Final dos anos 90. Para ser mais preciso, 1997, e não faltaram leitores de quadrinhos de super-heróis com o fiofó na mão quando a toda-poderosa Marvel Comics anunciou concordata; ação decorrente dos problemas financeiros e fiscais que a editora enfrentou naqueles tempos. A quase falência da Casa das Idéias fez boa parte dos marvetes se perguntarem: E agora, como eu vou viver sem os meus gibis do Homem-Aranha e X-Men?

Apesar de todo o auê e das lágrimas derramadas, a Marvel acabou voltando aos trilhos e, até hoje, continua a ostentar um título que já é seu faz tempo: o de líder absoluta em vendas no mercado de quadrinhos norte-americanos.

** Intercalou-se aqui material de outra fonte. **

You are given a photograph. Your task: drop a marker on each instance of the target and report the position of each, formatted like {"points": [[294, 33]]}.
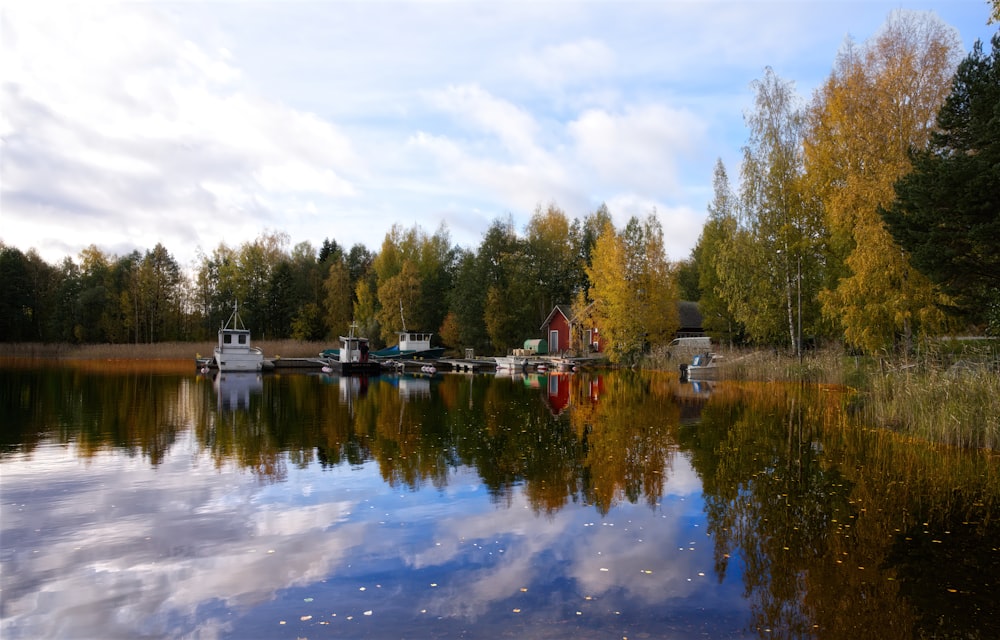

O que ninguém imaginava é que as coisas poderiam ter sido bem diferentes.

Durante a realização de uma matéria para sua coluna Hero Complex, do Los Angeles Times, o jornalista Geoff Boucher descobriu por Michael Richardson, fundador da Dark Horse e protagonista do artigo sobre o sucesso da editora em Hollywood, que, na época da crise do curral criativo de Lee e Kirby, ele chegou a conversar com Michael Eisner, chefão dos estúdios Disney, sobre comprar a Marvel.

“Encontrei-me com Michael Eisner, que é um grande amigo do [meu mentor, produtor] Larry Gordon, e eles iam comprar a Marvel e colocar a Dark Horse para controlá-la.